Search code examples
pyparsing

pyparsing: split chain of method calls into to top-level parts


If I have a chain of method calls in Python, how do I extract the top level calls using pyparsing?

Tldr; the function should behave thusly:

_parse_commands("df.hi()[['fi']](__call__).NI(ni='NI!')")
['df', '.hi()', "[['fi']]", '(__call__)', ".NI(ni='NI!')"]

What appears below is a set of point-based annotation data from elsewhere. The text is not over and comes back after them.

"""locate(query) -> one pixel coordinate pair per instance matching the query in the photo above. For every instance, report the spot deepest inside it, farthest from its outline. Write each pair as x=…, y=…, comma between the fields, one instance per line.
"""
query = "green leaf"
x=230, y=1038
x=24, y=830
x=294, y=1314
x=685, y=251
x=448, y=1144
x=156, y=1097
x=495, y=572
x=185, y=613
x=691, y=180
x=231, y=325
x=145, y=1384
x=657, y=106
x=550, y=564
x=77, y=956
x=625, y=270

I have not even been able to parse a method call properly:

from pyparsing import Word, alphas, nums, Literal, alphanums, printables, Optional, locatedExpr, originalTextFor, SkipTo

identifier = Word(alphas + '_', alphanums + '_').setName("identifier")
lparen = Literal("(")
rparen = Literal(")")
function_call = identifier + lparen + Optional(printables) + rparen

function_call.parseString("hi()")
# (['hi', '(', ')'], {})
# but
function_call.parseString("hi(ho)")
# ...
# ParseException: Expected ")" (at char 3), (line:1, col:4)

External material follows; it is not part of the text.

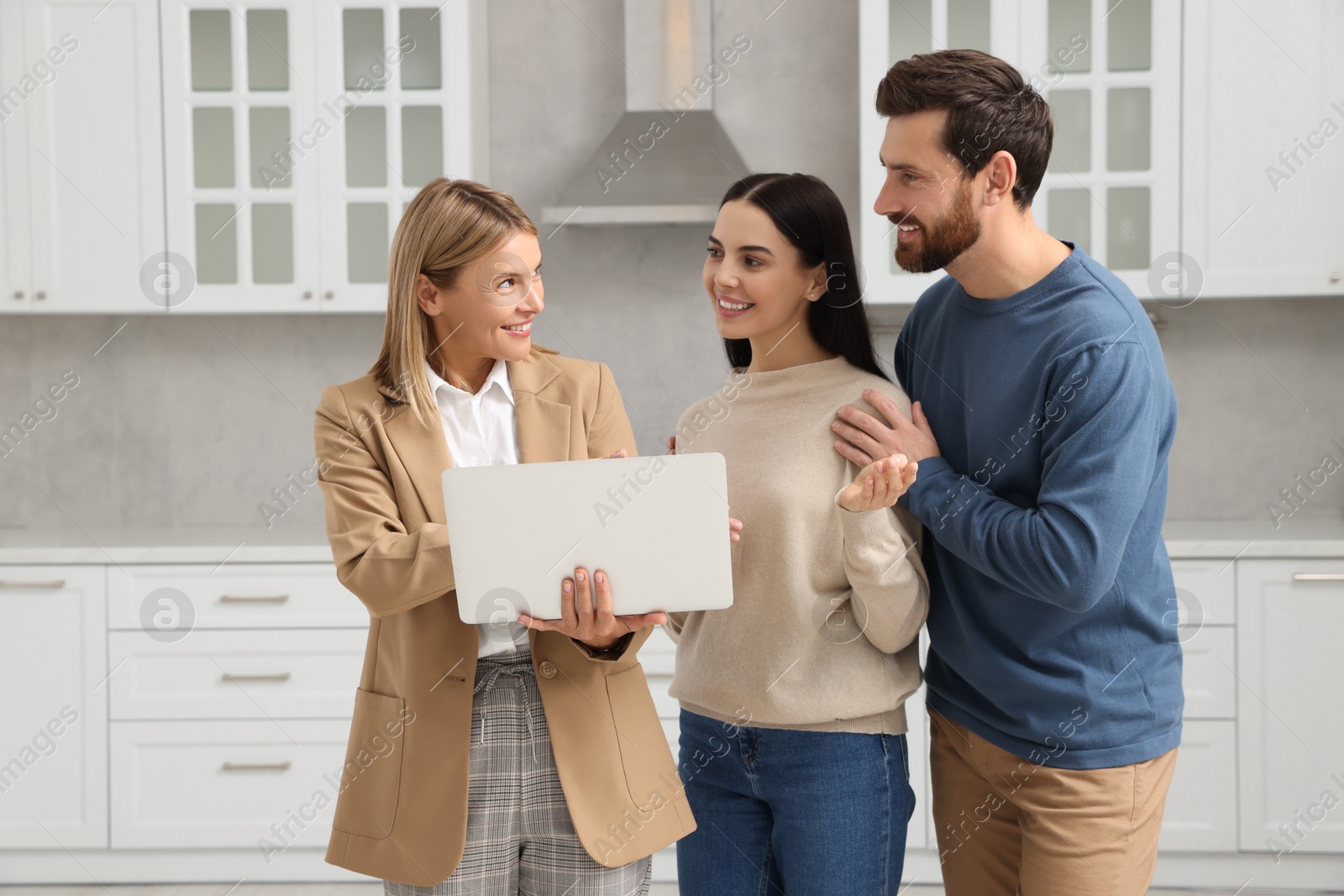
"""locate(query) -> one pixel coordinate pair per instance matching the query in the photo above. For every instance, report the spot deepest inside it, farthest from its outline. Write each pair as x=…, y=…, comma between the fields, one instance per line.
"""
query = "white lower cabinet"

A problem is that I cannot seem to find any way to tell pyparsing to "fetch me anything between the delimiters" - this is what I am attempting with printables above. I also have tried originalTextFor to solve the same problem.

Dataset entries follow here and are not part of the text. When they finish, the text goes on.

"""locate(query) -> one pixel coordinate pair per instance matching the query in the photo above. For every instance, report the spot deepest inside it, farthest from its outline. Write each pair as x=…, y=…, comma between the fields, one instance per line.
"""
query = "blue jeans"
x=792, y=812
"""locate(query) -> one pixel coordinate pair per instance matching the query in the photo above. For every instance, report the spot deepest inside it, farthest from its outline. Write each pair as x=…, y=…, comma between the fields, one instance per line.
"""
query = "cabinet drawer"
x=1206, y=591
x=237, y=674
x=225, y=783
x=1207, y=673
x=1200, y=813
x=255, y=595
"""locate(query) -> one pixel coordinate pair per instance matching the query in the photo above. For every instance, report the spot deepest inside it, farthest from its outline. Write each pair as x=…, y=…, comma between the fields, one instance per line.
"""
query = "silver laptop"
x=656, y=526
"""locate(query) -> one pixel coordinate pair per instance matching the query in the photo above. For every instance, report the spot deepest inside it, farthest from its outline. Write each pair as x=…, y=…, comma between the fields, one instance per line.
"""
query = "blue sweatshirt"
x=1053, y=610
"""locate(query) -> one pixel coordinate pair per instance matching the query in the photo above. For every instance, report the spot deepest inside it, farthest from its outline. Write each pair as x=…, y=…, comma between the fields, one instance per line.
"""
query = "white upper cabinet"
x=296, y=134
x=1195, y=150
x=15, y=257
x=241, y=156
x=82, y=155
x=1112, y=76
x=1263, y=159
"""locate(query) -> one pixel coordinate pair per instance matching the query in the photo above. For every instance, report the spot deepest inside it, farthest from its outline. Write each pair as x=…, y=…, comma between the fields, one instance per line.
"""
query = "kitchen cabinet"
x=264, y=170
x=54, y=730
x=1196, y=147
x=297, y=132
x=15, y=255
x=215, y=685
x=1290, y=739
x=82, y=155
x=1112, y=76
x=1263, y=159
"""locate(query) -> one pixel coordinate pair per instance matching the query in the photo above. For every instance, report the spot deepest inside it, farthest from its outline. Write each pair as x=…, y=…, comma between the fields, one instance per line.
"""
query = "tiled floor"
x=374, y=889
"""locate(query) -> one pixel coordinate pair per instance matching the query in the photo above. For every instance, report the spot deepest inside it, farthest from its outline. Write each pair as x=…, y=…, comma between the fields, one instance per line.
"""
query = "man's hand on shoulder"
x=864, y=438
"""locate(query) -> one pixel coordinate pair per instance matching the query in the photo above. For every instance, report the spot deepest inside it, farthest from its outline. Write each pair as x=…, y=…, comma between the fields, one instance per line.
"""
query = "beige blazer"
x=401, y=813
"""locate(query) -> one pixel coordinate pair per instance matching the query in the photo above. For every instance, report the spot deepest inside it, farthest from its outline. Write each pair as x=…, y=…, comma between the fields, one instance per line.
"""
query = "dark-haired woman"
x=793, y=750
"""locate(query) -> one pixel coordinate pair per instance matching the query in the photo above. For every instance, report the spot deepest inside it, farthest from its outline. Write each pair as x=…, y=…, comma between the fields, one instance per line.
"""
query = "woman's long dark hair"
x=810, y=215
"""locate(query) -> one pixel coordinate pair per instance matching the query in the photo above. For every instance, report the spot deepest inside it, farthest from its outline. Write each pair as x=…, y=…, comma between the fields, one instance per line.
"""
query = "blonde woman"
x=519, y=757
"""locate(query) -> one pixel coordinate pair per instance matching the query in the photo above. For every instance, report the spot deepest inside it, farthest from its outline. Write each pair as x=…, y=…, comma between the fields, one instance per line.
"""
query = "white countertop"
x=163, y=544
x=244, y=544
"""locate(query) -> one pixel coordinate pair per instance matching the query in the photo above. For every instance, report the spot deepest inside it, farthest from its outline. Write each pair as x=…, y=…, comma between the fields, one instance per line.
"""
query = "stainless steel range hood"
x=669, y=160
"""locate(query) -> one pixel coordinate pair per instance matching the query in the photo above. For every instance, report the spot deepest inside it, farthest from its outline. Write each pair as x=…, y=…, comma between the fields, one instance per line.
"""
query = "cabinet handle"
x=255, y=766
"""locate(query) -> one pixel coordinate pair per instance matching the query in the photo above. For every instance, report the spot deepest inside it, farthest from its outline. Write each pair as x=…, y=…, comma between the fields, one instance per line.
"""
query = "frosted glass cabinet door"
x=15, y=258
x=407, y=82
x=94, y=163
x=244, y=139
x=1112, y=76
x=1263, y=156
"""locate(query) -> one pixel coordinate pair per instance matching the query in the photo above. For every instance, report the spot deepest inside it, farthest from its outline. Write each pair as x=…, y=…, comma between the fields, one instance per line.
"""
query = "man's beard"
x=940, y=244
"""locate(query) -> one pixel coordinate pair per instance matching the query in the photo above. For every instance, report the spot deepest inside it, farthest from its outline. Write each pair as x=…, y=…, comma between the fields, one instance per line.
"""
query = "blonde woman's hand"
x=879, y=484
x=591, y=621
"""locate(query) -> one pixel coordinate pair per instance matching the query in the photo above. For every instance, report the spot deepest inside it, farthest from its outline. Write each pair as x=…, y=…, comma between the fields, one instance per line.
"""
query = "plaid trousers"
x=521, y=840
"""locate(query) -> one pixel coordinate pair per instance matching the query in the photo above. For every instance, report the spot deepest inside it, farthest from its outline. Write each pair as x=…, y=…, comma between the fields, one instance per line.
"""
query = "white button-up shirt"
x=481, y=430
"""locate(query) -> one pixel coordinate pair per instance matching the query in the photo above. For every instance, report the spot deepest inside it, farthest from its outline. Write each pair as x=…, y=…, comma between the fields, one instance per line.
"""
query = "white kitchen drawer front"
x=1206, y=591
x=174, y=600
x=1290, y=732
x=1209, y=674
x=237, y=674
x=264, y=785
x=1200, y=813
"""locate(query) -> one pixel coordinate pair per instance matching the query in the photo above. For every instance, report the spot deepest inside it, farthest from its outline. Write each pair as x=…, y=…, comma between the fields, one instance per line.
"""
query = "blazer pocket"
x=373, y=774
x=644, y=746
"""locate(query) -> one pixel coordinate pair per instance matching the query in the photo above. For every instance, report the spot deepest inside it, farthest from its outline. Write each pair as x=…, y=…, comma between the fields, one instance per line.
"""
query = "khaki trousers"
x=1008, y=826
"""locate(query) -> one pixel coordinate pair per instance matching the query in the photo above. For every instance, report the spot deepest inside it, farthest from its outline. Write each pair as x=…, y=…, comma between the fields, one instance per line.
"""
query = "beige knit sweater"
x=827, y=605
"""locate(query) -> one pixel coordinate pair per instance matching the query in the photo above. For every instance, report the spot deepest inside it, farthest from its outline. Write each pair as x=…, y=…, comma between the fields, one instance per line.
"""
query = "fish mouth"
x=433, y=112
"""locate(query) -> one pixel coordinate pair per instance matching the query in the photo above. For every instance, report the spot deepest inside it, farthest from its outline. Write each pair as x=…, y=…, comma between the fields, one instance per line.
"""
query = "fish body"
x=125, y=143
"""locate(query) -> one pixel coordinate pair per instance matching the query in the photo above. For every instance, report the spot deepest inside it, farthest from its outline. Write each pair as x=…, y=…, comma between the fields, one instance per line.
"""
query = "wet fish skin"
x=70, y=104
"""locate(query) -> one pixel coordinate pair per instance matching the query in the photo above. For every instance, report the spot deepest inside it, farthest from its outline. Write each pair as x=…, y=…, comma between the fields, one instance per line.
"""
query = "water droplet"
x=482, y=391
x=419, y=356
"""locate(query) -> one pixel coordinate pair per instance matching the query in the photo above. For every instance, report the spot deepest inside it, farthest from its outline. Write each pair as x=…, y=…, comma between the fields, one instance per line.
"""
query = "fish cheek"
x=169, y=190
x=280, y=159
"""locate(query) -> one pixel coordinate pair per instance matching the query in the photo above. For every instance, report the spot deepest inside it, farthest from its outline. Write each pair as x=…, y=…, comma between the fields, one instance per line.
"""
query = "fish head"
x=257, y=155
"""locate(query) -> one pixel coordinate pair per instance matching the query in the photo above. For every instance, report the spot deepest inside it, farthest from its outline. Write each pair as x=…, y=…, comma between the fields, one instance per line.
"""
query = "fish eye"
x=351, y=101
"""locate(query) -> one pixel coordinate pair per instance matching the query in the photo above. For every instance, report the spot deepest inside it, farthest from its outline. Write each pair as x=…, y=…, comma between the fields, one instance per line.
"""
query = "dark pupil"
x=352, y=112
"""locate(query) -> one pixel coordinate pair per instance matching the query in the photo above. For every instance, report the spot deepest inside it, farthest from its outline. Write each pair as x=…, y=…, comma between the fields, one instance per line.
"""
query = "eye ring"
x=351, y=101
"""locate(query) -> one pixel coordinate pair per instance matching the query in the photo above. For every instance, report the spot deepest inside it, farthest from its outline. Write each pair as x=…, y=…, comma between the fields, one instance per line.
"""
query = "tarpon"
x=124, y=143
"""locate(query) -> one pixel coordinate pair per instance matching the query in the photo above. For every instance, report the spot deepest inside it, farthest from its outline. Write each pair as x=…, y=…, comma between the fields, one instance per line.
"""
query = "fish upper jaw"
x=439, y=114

Also, if the answer could use locatedExpr to give the locations of the function calls, that would be swell.


Solution

  • Actually parsing these expressions will not be trivial, since you will need to pretty much define any kind of Python expression.

    But since you want to just split on the nested parentheses, then you can use the pyparsing builtin nestedExpr() (which defaults to expressions of nested ()'s), and use scanString to scan the input string for matches. Each match returns a tuple of the tokens, start, and end location. By keeping track of the last seen end, then when there is a match you can reconstruct the intervening text by slicing from last_end to current start:

    src = "df.hi()[['fi']](__call__).NI(ni='NI!')"
    import pyparsing as pp
    
    last_e = 0
    for t, s, e in pp.nestedExpr().scanString(src):
        print(src[last_e:s])
        print(s)
        print(t.asList())
        print(src[s:e])
        print(e)
        print()
        last_e = e
    
    # get whatever is left after the last parens
    print(src[last_e:])
    

    Prints:

    df.hi
    5
    [[]]
    ()
    7
    
    [['fi']]
    15
    [['__call__']]
    (__call__)
    25
    
    .NI
    28
    [['ni=', "'NI!'"]]
    (ni='NI!')
    38
    

    From here you should be able to get the bits you want.